The term "displation" has been coined to describe and identify
electrical connections between wires and terminals in which the
terminal has one or more plate-like portions which have
wire-receiving slots. The dimensions of the slot are such that when
the wire is moved into the slot, the opposed edges of the slot
penetrate the insulation of the wire and establish electrical
contact with the metallic core of the wire.

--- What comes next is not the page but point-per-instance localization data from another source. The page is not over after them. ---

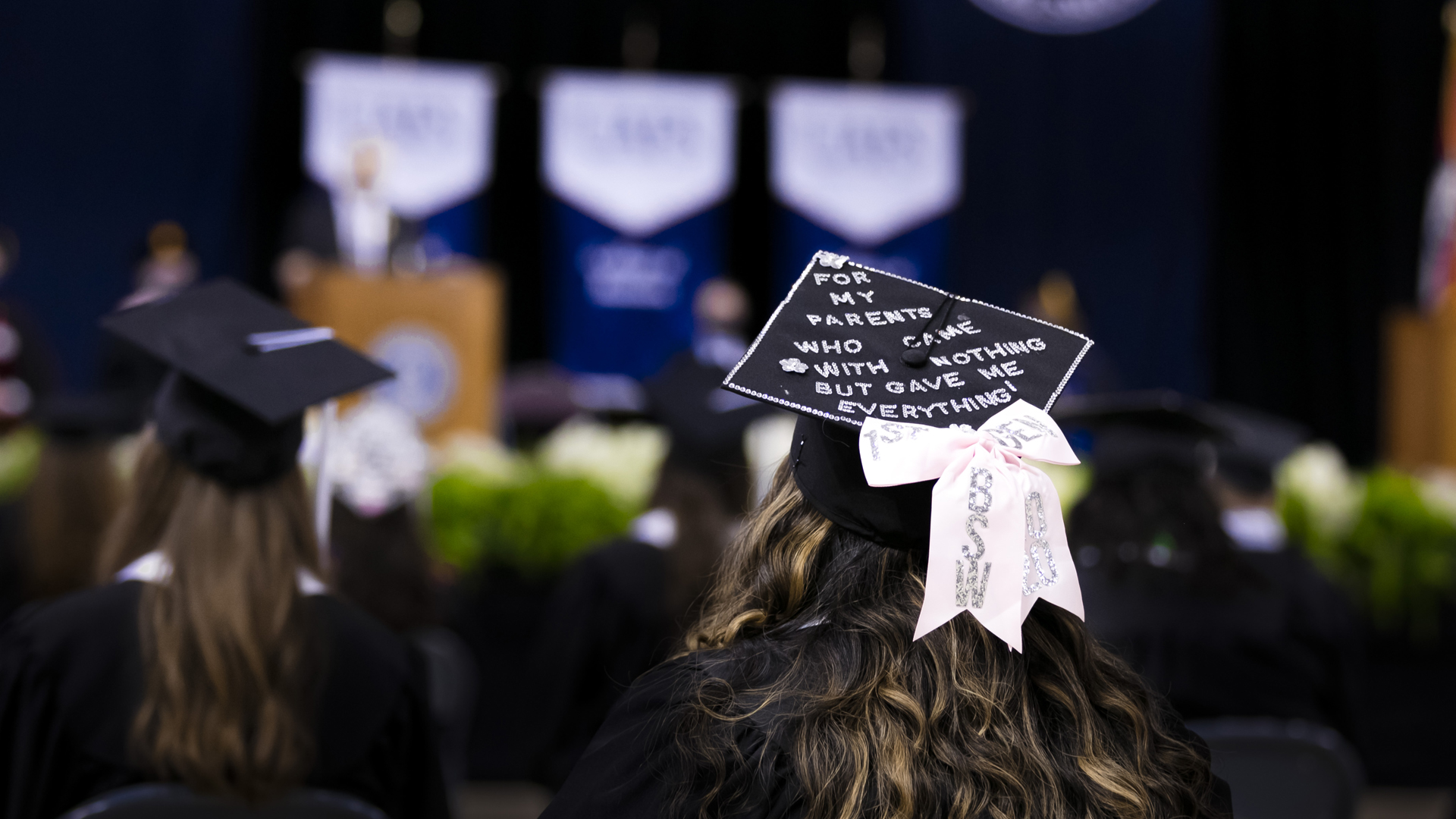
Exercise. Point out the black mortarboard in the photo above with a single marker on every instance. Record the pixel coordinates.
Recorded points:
(1141, 428)
(851, 343)
(83, 419)
(243, 371)
(1256, 444)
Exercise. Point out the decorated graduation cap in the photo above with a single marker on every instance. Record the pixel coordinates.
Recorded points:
(918, 410)
(243, 371)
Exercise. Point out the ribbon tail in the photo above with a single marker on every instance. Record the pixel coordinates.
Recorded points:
(1065, 589)
(1031, 433)
(995, 499)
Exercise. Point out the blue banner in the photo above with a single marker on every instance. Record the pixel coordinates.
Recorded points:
(918, 254)
(623, 305)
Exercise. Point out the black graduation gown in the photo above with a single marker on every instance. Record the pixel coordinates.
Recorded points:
(632, 767)
(72, 679)
(1282, 645)
(604, 627)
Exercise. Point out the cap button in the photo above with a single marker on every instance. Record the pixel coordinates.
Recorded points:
(915, 357)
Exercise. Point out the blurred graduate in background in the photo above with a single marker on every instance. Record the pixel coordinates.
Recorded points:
(622, 608)
(1185, 569)
(213, 653)
(379, 464)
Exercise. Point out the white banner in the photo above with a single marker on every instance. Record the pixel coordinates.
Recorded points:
(414, 133)
(867, 162)
(638, 152)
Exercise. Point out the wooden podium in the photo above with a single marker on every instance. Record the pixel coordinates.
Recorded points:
(443, 334)
(1420, 388)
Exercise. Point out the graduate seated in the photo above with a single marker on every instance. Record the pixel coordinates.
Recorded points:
(896, 630)
(378, 465)
(1185, 570)
(215, 654)
(619, 611)
(73, 493)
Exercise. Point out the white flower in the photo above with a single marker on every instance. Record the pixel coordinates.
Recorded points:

A wide variety of electrical connectors having displation type
contact terminals therein have been proposed and many of these are
being manufactured and used in many branches of the electrical
industry. A comparative advantage of a connector having displation
type contacts therein is that the connector housing can be
pre-loaded with the contact terminals and the individual conductors
can be connected to the terminals by a relatively simple wire
insertion operation. The necessity of connecting the wires to the
terminals in a crimping press or by soldering in a separate
operation is avoided, as is the step of individually inserting the
terminals (after they have been crimped onto the wire) into the
cavities in the housing. U.S. Pat. Nos. 3,955,873, 3,760,335 and
4,009,922 show several of the types of displation type connectors
which have been proposed and/or are being widely used.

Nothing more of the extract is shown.